Modern technologies like biogas are slowly replacing the dung cakes. Now the dung is well mixed and hauled in the digester which produces the methane gas and slurry as the by-product. The gas is used for smoke-free cooking and the slurry can be used as a bio-fertiliser in the fields.

As the cooking is hassle-free, smoke free and even the utensils are cleaner, more and more people are opting for the biogas plants. However, as the initial set-up of the biogas digester is expensive, the poor populace has not been able to take the benefits of the modern technology.

In spite of the dwindling use of dung cakes and introduction of incense sticks, you will still find rural people using the chopped pinewood and dung cakes for the daily worship. It is still considered to be more pure form of offering to the Gods. Especially, the cow dung cakes are preferred to other fuelwood and timber while performing the pooja or worship.

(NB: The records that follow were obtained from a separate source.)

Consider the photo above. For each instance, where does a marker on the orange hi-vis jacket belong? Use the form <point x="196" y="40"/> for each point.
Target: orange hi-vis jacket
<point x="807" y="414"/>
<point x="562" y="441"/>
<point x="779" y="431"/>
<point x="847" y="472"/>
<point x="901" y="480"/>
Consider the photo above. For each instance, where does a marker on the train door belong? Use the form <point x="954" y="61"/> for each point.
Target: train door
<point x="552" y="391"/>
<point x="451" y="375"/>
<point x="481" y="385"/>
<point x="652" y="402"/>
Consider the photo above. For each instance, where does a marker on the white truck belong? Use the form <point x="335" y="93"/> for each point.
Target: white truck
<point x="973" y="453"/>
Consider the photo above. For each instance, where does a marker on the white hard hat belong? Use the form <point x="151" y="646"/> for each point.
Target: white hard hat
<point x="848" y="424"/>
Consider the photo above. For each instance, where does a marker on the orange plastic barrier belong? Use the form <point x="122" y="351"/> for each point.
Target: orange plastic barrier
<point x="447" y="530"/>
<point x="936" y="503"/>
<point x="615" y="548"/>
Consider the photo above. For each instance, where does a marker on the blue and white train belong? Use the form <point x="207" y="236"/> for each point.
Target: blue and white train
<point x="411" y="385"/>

Bridge between two major Tharu festivals/rituals
The dung cakes are special in Tharu culture. Two major festivals/rituals celebrated by the Tharus are linked by the dung cake chipri. Tharus make godaha/godahaini (of human form) from the cow dung and leave it for the night in the gahli, the cowshed on the fourth day (Govardhan Pooja) of the Hindu festival Deepawali/Tihar. The next day, the godaha/godahaini is made into a chipri, dried and stored in a safe place.

The same chipri is used to light fire and cook the first grain harvested from the field and offered to the home deity. The ritual is called Neman. It is celebrated in honour of the new harvest and is celebrated in the month of November. Only after celebrating Neman, the Tharus consume the newly harvested grain.

Due to the cultural significance of dung cakes, they will never vanish from the scene though with the modernisation, their use is decreasing. With the declining trend, we at least need to know how to make dung cakes, not just to keep our traditions alive but also to feel proud about it. The bottomline is, gobar, the cow dung is not only holy but also has healing properties!